Apesar de ser um cenário longe do ideal, os investidores acreditam que a luz acesa no painel de controle seja o suficiente para evitar que a elevação da taxa de juros drene ainda mais a atividade econômica.
O fôlego extra visto nas bolsas de Nova York, no entanto, custou a empolgar o Ibovespa. Por aqui, os investidores precisaram de algo a mais para subir a ladeira — ainda que o cenário de recessão técnica nos EUA tenha contribuído para o dólar à vista recuar 1,67%, a R$ 5,1633.

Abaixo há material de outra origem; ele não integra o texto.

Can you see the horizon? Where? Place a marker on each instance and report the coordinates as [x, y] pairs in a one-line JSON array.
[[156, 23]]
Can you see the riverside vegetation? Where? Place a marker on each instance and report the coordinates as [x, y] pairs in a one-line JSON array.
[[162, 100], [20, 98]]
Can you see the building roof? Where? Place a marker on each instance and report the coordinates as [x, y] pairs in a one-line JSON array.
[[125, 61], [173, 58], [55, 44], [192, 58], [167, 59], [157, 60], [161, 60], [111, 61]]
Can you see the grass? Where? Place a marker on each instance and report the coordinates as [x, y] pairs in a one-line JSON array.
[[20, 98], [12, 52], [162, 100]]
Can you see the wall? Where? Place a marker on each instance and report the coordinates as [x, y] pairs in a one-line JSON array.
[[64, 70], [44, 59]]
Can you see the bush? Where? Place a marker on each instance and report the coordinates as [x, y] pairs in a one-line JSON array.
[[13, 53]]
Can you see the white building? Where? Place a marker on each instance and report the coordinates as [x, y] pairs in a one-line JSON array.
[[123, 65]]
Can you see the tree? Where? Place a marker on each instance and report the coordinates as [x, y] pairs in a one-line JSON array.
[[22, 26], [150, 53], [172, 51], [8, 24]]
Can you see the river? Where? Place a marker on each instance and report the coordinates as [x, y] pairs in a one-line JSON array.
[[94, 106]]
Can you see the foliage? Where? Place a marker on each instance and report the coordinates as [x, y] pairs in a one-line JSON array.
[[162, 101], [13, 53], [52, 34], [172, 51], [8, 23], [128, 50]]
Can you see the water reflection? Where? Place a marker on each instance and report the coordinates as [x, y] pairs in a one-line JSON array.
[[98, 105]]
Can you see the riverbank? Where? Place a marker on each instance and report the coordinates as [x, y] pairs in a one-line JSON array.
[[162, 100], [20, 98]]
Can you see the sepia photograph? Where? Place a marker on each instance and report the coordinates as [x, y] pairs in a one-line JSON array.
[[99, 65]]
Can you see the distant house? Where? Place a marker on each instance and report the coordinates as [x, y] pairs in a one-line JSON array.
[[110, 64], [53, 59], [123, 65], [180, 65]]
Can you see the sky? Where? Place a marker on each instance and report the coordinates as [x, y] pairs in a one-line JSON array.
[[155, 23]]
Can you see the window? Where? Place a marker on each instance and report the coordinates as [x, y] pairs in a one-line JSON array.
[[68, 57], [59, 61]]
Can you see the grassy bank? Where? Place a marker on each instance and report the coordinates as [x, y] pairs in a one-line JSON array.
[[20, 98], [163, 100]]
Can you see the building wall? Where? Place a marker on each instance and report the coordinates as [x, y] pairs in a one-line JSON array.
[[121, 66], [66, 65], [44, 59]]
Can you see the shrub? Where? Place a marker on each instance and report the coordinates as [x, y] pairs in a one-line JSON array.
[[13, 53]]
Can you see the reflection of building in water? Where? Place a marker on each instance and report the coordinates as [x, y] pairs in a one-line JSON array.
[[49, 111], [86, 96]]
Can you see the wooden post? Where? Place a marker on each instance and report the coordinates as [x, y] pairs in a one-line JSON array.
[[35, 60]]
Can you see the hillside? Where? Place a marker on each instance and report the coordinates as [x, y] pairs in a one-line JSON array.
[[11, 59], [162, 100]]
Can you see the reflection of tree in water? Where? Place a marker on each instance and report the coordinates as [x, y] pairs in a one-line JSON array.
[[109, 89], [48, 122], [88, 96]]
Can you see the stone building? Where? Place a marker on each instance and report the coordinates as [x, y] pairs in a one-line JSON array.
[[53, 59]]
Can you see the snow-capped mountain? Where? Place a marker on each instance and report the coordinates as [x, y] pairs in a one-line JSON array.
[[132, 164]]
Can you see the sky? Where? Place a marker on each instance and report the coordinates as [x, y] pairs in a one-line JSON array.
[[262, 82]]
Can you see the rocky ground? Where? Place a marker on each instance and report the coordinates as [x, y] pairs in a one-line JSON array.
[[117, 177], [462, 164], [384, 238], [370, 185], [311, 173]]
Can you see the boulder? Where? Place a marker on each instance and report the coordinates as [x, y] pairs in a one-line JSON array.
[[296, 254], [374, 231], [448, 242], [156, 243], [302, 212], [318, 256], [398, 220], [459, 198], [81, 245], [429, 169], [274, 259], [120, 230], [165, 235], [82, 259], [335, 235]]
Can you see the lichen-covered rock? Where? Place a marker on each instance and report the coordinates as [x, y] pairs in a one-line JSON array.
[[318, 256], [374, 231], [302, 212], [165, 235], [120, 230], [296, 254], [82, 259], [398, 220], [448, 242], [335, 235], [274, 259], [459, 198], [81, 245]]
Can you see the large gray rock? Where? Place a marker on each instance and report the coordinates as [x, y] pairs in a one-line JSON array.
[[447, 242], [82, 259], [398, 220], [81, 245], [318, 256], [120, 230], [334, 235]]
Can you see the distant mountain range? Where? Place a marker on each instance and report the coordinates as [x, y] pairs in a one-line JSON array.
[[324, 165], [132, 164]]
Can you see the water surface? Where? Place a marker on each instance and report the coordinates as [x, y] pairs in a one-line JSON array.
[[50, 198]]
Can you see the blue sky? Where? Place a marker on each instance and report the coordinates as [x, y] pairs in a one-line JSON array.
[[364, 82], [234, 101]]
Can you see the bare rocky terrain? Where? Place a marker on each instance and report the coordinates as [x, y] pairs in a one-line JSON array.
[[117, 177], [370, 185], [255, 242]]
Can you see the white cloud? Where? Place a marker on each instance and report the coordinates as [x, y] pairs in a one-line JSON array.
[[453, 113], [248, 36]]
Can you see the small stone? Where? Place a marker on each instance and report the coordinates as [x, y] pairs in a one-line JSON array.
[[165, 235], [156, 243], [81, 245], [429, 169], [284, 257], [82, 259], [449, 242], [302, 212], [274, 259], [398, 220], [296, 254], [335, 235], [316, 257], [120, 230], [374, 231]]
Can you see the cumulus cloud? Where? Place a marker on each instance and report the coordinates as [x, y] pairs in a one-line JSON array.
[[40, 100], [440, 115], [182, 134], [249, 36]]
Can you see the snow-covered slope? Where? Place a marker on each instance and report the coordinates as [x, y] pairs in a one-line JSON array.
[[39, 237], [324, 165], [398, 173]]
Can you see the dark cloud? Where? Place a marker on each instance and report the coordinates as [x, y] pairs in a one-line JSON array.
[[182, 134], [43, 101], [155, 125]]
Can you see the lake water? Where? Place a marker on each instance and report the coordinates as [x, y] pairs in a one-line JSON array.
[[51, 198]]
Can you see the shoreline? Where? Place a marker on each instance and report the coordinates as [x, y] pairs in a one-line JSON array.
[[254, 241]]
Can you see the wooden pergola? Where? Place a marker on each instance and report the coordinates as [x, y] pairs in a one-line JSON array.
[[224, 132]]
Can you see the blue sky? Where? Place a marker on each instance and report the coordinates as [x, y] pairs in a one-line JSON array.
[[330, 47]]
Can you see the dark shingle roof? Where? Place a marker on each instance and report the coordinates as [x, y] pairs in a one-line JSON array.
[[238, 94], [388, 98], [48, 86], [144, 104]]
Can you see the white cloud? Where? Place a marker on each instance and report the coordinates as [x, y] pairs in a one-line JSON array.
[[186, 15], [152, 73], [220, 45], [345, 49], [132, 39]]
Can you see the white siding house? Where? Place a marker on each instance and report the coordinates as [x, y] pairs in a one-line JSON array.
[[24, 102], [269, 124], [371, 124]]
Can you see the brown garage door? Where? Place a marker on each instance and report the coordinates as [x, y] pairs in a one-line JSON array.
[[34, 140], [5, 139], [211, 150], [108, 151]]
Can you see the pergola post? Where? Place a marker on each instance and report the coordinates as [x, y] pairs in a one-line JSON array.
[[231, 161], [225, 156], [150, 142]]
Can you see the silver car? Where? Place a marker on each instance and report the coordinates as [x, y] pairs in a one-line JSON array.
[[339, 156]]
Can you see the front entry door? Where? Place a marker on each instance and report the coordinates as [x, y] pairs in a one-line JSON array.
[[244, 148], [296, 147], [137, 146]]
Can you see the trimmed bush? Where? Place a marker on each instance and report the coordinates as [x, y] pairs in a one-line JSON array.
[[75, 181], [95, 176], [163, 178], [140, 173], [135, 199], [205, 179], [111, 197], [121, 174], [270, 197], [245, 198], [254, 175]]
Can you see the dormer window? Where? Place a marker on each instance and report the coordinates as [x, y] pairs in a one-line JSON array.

O dia poderia ter seguido desta forma até o desfecho, mas a Petrobras (PETR4) fez o favor de encher o tanque do mercado e levar o principal índice da bolsa brasileira aos 102.596 pontos, em alta de 1,14%.
E não estamos falando da nova queda no preço da gasolina anunciada pela estatal na parte da manhã, mas sim da bolada gorda de dividendos que a Petrobras irá pagar aos seus acionistas.
Ao todo, serão distribuídos pela Petrobras R$ 87 bilhões — cerca de R$ 6,73 por ação, um recorde trimestral. O movimento da petroleira coincide com a pressão do governo federal para engordar os cofres públicos.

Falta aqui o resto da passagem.